Once you've created the accounts, you'll need to provision the baseline configuration within the accounts themselves. Run the following:

Commands

deploy/account-settings:

These are the commands included in the deploy/account-settings workflow in the examples/snippets/stacks/workflows/accounts.yaml file:

No commands found

Too many commands? Consider using the Atmos workflow! 🚀

Atmos Workflow

Run the following from your Geodesic shell using the Atmos workflow:

atmos workflow deploy/account-settings -f accounts 

The workflows will kick off several sequential Terraform runs to provision all the AWS member account settings for member accounts in the Organization.

6 ClickOps to Complete Account Setup

For each new account, you will need to perform some manual configurations via ClickOps.
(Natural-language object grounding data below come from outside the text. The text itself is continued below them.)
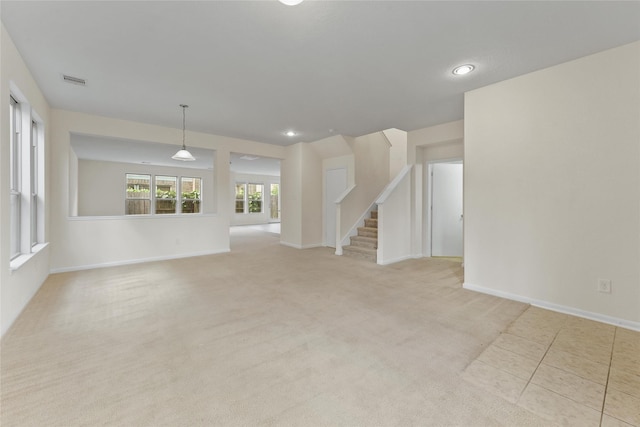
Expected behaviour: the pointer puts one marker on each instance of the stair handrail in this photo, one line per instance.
(386, 192)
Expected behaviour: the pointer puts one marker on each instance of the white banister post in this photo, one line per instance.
(338, 237)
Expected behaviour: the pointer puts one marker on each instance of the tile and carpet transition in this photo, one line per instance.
(271, 335)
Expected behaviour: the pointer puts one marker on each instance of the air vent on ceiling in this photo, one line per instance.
(74, 80)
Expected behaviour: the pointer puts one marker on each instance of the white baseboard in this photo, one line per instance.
(134, 261)
(623, 323)
(394, 260)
These configurations include setting up the root account credentials, enabling MFA, and unsubscribing the account's email address from all marketing emails.

1. Reset the root user password:

   1. Perform a password reset by attempting to log in to the AWS console as a "root user" using that account's email address

   2. Click the "Forgot password?" link

   3. You will receive a password reset link via email, which should be forwarded to the shared Slack channel for automated messages. Click the link

   4. Enter a new password

      Tip:

      Use 1Password to create a password 26-38 characters long, including at least 3 of each class of character: lower case, uppercase, digit, and symbol

   5. Save the email address and generated password as web login credentials in 1Password

   6. Finally, record the account number in a separate field of the 1Password item, and save it. This is optional but recommended.

2. Configure MFA:

   1. Log in to the AWS console using the new password
   2. Choose "My Security Credentials" from the account dropdown menu
   3. Set up Multi-Factor Authentication (MFA) to use a Virtual MFA device
   4. Save the MFA TOTP key in 1Password with 1Password's "One-Time Password" field
   5. Enter the generated MFA codes in AWS to verify the MFA device
   6. Save the Virtual MFA ARN in the same 1Password entry. We will need this to set up the MFA device for SuperAdmin in Leapp

3. Enable any necessary optional regions

4. Optional, but highly recommended - unsubscribe the account's email address from all marketing emails

   1. Go to AWS Marketing Preferences
   2. Click "Unsubscribe from Email"
   3. Enter the account's email address
   4. Check "Unsubscribe from all AWS marketing emails"

For more details, review the detailed "AWS Cold Start" documentation.